Y esto es todo lo que voy a decir por ahora, cosas escritas de un tirón, aunque no estoy seguro de que más adelante lo pueda decir mejor. No ignoro que todo el mundo por estas horas está extasiado con el milagro de Diego Armando Maradona y su magia inagotable. Yo también estoy muy contento por Diego y por la nueva frustración de sus detractores, ojalá nos dure. Pero en realidad estoy más en esta RetroRaya que en otra cosa y quiero que me perdonen en este día los muertos de mi felicidad.
Si tienen alguna posibilidad de ir hoy por la Lugones a ver Una película corta acerca del Indio Nacional, no la dejen escapar, porque después no van a verla en Direct TV, ni en Cablevisión/Multicanal, ni en Telefé, ni en el Hoyts Abasto, hasta quién sabe cuándo.

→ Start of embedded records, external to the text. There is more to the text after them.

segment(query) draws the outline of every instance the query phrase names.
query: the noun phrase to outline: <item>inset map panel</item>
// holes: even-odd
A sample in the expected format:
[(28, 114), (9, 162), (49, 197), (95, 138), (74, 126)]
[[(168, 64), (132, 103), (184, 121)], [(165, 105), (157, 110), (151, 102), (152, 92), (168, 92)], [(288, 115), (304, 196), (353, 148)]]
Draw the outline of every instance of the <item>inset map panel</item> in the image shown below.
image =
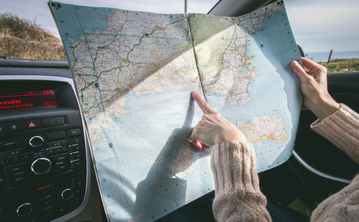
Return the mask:
[(253, 145), (257, 157), (289, 146), (287, 121), (281, 107), (233, 119)]

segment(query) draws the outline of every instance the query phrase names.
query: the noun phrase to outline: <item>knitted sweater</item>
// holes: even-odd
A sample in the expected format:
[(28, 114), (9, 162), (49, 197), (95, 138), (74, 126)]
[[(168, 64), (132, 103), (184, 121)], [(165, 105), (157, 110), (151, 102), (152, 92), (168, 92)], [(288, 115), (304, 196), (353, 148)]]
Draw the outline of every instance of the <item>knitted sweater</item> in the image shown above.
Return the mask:
[[(346, 106), (312, 129), (359, 164), (359, 115)], [(232, 141), (214, 146), (211, 167), (215, 186), (213, 203), (218, 222), (271, 221), (267, 198), (259, 189), (254, 150), (247, 143)], [(359, 221), (359, 175), (348, 186), (321, 203), (312, 221)]]

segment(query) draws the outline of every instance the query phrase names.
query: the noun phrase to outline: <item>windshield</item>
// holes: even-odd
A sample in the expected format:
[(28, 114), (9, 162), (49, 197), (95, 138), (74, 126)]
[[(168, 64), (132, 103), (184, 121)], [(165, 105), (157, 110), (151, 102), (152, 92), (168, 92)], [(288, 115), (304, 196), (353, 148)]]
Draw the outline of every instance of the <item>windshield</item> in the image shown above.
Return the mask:
[[(166, 14), (183, 13), (184, 12), (184, 2), (183, 0), (67, 0), (60, 1), (79, 5)], [(217, 1), (218, 0), (189, 0), (187, 11), (188, 13), (206, 14), (210, 10)], [(332, 59), (359, 57), (359, 43), (357, 41), (359, 36), (359, 28), (357, 22), (359, 20), (359, 14), (356, 12), (356, 9), (359, 7), (359, 1), (348, 0), (345, 2), (343, 3), (334, 0), (285, 1), (297, 42), (304, 50), (306, 56), (317, 62), (325, 62), (328, 59), (331, 50), (333, 50), (331, 56)], [(31, 37), (30, 37), (30, 39), (17, 41), (13, 37), (9, 37), (11, 34), (8, 30), (1, 28), (0, 37), (2, 39), (2, 43), (1, 43), (2, 45), (0, 45), (0, 49), (13, 48), (16, 43), (21, 47), (20, 52), (15, 54), (15, 56), (13, 54), (9, 55), (9, 52), (1, 51), (4, 49), (0, 49), (0, 56), (38, 59), (66, 59), (63, 53), (63, 50), (61, 49), (62, 43), (60, 40), (59, 32), (47, 6), (47, 0), (7, 0), (2, 2), (0, 13), (2, 14), (2, 18), (4, 18), (4, 14), (7, 13), (6, 15), (8, 19), (9, 13), (11, 13), (11, 19), (24, 19), (31, 24), (38, 25), (56, 37), (55, 38), (38, 39), (37, 41), (39, 41), (39, 43), (35, 42), (36, 39)], [(4, 41), (4, 38), (6, 37), (7, 39)], [(9, 40), (9, 38), (12, 38), (12, 40)], [(49, 53), (55, 52), (53, 54), (58, 56), (57, 57), (47, 55), (42, 55), (36, 58), (28, 57), (33, 56), (33, 50), (26, 50), (24, 49), (27, 47), (32, 47), (34, 45), (37, 48), (45, 48), (47, 47), (47, 46), (45, 46), (46, 42), (51, 45), (46, 51), (49, 52)], [(32, 46), (30, 45), (31, 44)], [(25, 53), (26, 52), (28, 52), (27, 54)]]

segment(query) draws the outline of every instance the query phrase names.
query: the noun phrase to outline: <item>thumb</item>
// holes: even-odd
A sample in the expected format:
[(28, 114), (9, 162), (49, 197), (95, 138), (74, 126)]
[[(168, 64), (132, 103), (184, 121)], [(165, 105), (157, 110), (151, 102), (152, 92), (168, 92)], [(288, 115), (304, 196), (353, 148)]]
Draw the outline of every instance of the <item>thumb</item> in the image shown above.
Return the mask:
[(299, 77), (300, 81), (303, 82), (305, 79), (308, 78), (308, 74), (299, 64), (299, 62), (297, 61), (293, 61), (291, 62), (290, 66), (292, 71)]
[(202, 149), (202, 146), (200, 142), (199, 139), (198, 139), (198, 135), (197, 135), (197, 133), (198, 132), (196, 130), (196, 127), (195, 127), (193, 131), (192, 132), (192, 134), (191, 134), (191, 136), (189, 137), (189, 140), (192, 142), (192, 144), (194, 146), (194, 148), (198, 150), (201, 150)]

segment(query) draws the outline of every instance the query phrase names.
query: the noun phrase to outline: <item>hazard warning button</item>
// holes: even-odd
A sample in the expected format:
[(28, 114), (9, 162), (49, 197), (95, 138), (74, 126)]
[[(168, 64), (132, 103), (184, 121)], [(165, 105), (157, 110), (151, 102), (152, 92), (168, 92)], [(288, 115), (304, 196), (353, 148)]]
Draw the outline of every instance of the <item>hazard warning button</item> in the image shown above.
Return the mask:
[(35, 129), (42, 127), (41, 121), (40, 119), (31, 119), (21, 121), (21, 125), (24, 130)]

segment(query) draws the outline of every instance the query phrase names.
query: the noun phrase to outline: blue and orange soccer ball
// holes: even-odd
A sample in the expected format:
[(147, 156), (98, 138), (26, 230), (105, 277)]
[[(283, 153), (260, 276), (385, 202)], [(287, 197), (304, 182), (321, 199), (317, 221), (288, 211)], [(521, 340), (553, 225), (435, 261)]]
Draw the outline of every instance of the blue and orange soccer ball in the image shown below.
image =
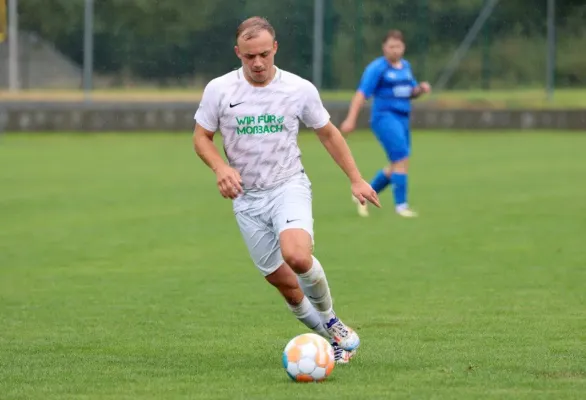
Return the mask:
[(296, 382), (321, 382), (330, 376), (334, 365), (334, 348), (315, 333), (294, 337), (283, 351), (283, 367)]

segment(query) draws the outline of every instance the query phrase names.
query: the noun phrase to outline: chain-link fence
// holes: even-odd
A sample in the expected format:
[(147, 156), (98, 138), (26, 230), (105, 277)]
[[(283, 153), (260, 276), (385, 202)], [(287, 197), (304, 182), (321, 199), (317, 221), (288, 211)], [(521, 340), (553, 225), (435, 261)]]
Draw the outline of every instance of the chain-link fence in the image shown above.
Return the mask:
[[(3, 2), (6, 0), (0, 0)], [(21, 88), (81, 88), (84, 0), (18, 0)], [(244, 18), (267, 17), (277, 30), (277, 64), (323, 88), (351, 90), (380, 55), (387, 30), (400, 29), (420, 79), (434, 83), (490, 0), (95, 0), (94, 87), (201, 87), (238, 66), (234, 31)], [(452, 64), (447, 88), (543, 87), (547, 0), (496, 1)], [(586, 4), (556, 2), (555, 82), (586, 86)], [(314, 36), (315, 27), (323, 36)], [(315, 40), (323, 50), (316, 59)], [(0, 44), (0, 86), (7, 87), (8, 42)], [(87, 41), (86, 41), (87, 44)], [(449, 71), (448, 71), (449, 72)], [(447, 75), (444, 75), (447, 76)]]

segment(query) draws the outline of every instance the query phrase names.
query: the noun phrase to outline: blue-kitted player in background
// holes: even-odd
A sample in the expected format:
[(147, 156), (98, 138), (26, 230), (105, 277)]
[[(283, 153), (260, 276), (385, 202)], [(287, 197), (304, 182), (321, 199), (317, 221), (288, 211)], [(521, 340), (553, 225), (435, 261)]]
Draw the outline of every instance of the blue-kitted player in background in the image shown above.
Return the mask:
[[(429, 93), (431, 86), (427, 82), (417, 83), (411, 65), (403, 59), (405, 41), (400, 31), (391, 30), (387, 33), (382, 50), (383, 56), (366, 67), (340, 130), (345, 134), (353, 131), (362, 105), (366, 99), (373, 97), (370, 126), (390, 164), (378, 171), (370, 184), (377, 193), (391, 184), (397, 214), (416, 217), (417, 213), (407, 203), (411, 99)], [(356, 199), (354, 201), (358, 213), (368, 216), (366, 205), (361, 205)]]

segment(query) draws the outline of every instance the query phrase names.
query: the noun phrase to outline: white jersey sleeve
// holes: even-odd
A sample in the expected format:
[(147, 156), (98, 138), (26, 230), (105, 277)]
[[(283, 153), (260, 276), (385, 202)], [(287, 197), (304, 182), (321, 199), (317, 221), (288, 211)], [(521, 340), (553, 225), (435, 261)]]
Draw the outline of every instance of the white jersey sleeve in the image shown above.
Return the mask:
[(217, 86), (215, 80), (206, 85), (194, 116), (198, 124), (211, 132), (216, 132), (220, 127), (220, 90)]
[(323, 128), (330, 121), (330, 114), (324, 107), (315, 85), (305, 81), (305, 101), (301, 109), (301, 121), (308, 128)]

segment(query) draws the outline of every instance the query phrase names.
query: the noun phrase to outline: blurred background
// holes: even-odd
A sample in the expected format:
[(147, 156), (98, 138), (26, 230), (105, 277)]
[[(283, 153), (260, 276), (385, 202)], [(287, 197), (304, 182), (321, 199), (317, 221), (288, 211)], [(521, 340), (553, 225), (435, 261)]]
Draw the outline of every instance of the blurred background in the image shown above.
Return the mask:
[[(238, 67), (233, 34), (239, 22), (252, 15), (265, 16), (276, 27), (279, 66), (311, 79), (324, 91), (337, 91), (340, 98), (354, 90), (364, 67), (380, 54), (381, 39), (391, 28), (404, 31), (406, 58), (417, 77), (434, 84), (438, 93), (466, 91), (486, 102), (491, 100), (487, 92), (514, 89), (527, 93), (528, 101), (539, 96), (551, 102), (553, 88), (586, 85), (586, 57), (580, 51), (586, 48), (583, 0), (0, 0), (0, 4), (4, 33), (0, 90), (12, 93), (199, 90), (219, 72)], [(575, 98), (565, 102), (576, 104)]]

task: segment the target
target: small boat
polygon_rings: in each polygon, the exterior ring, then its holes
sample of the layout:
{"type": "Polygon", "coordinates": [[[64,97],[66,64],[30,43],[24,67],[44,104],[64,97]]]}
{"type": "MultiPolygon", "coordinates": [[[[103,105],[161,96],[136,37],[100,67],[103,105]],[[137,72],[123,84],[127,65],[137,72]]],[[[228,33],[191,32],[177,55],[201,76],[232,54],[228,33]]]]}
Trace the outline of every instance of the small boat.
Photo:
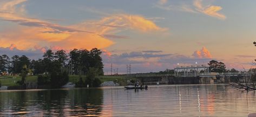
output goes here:
{"type": "Polygon", "coordinates": [[[142,87],[139,86],[139,87],[135,87],[134,86],[132,86],[132,85],[124,86],[124,88],[126,90],[134,90],[134,89],[143,90],[143,89],[145,89],[144,86],[142,86],[142,87]]]}

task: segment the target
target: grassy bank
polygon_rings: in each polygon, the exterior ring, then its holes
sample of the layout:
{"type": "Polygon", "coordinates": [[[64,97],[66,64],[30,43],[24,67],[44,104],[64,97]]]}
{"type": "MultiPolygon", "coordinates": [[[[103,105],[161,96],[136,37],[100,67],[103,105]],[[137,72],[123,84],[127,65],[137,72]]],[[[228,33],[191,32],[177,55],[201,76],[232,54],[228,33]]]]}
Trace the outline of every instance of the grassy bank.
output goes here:
{"type": "MultiPolygon", "coordinates": [[[[81,76],[83,80],[86,79],[86,76],[81,76]]],[[[120,85],[125,85],[126,77],[124,76],[97,76],[102,83],[107,81],[114,81],[120,85]]],[[[79,81],[80,76],[78,75],[70,75],[69,82],[75,83],[79,81]]],[[[135,79],[135,78],[128,78],[129,79],[135,79]]],[[[16,86],[18,85],[16,83],[21,80],[21,76],[0,76],[0,82],[2,86],[16,86]]],[[[37,76],[29,76],[26,77],[27,82],[37,82],[37,76]]]]}

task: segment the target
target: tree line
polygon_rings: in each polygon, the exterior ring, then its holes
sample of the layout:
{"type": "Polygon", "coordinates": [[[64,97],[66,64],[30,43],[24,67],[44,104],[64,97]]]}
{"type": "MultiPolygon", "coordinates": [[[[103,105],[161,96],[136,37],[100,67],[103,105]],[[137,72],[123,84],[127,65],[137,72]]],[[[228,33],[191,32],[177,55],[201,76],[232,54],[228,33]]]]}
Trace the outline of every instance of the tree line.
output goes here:
{"type": "Polygon", "coordinates": [[[50,72],[52,70],[67,70],[70,75],[86,75],[89,68],[95,68],[99,75],[103,75],[103,64],[100,56],[102,52],[97,48],[90,50],[74,49],[68,54],[64,50],[54,53],[49,49],[43,58],[31,60],[25,55],[0,56],[0,72],[19,74],[27,65],[34,75],[50,72]]]}
{"type": "MultiPolygon", "coordinates": [[[[44,53],[42,58],[37,60],[31,60],[25,55],[9,57],[2,55],[0,56],[0,72],[2,75],[20,75],[22,80],[17,83],[21,85],[25,85],[28,74],[38,75],[39,85],[51,84],[55,87],[68,82],[69,75],[87,75],[87,83],[92,86],[95,76],[104,74],[101,54],[97,48],[90,50],[74,49],[69,53],[64,50],[54,53],[49,49],[44,53]]],[[[99,82],[99,79],[96,80],[95,82],[99,82]]]]}

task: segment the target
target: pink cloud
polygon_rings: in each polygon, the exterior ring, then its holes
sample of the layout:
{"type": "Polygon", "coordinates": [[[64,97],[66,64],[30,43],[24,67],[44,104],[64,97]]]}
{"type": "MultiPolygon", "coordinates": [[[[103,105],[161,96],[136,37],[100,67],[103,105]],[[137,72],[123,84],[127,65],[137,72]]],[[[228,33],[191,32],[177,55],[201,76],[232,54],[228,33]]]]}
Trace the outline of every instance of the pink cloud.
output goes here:
{"type": "Polygon", "coordinates": [[[196,58],[212,58],[210,52],[204,47],[200,50],[196,50],[194,52],[192,56],[196,58]]]}

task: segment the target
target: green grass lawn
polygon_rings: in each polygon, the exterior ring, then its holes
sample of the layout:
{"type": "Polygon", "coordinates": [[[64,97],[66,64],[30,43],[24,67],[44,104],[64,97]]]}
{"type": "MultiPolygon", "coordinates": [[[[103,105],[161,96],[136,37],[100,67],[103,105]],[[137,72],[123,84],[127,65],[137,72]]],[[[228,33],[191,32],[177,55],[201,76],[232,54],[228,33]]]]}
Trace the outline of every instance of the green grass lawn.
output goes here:
{"type": "MultiPolygon", "coordinates": [[[[86,79],[86,76],[81,76],[83,81],[86,79]]],[[[102,83],[107,81],[116,81],[120,85],[125,85],[124,82],[126,77],[124,76],[99,76],[96,77],[99,78],[102,83]]],[[[69,82],[75,83],[79,81],[80,76],[78,75],[70,75],[69,82]]],[[[129,78],[128,79],[134,79],[135,78],[129,78]]],[[[15,86],[18,85],[16,83],[21,80],[21,76],[0,76],[0,82],[2,86],[15,86]]],[[[37,76],[29,76],[26,77],[27,82],[37,82],[37,76]]]]}
{"type": "MultiPolygon", "coordinates": [[[[0,82],[2,86],[15,86],[18,85],[16,83],[21,80],[21,76],[0,76],[0,82]]],[[[28,82],[34,82],[37,81],[37,76],[29,76],[26,78],[28,82]]]]}

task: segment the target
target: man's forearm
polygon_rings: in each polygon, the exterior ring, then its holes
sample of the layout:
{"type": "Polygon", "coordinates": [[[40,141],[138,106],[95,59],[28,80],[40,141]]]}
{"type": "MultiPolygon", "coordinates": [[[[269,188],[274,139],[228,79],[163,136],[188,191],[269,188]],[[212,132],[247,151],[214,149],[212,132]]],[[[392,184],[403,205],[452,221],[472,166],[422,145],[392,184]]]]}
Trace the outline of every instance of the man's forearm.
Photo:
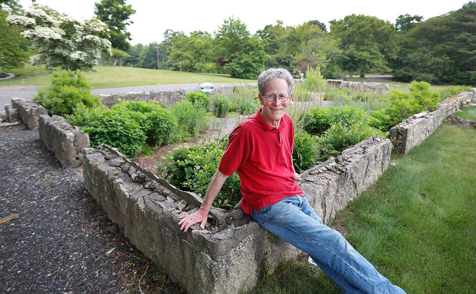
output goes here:
{"type": "Polygon", "coordinates": [[[212,177],[212,179],[208,184],[208,188],[207,189],[207,192],[205,193],[205,198],[203,199],[203,203],[202,203],[200,209],[203,211],[207,214],[210,211],[210,208],[213,203],[213,200],[217,197],[220,190],[223,186],[225,181],[228,177],[228,176],[224,174],[218,170],[212,177]]]}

Ecelente lo que decís Oscar: esta película la ví mientras se estaba jugando ayer el Mundial. Había muy pocas personas. La gran mayoría los jubilados que están habituamente a esa hora. No sé si siempre les siguen cobrando unas monedas por una gavela municipal. Una lástima pero no era posible evitarlo pues no se sabía que iba a estar este partido a esa hora. A mi me gustan estos documentales aun con ciertos defectos que algunos no toleran, porque yo atiendo a otra cosa y quería ver los primeros pasos de este realizador tan interesante. Supongo que estará asombrado de tener tantos admiradores acá, en el confín del mundo.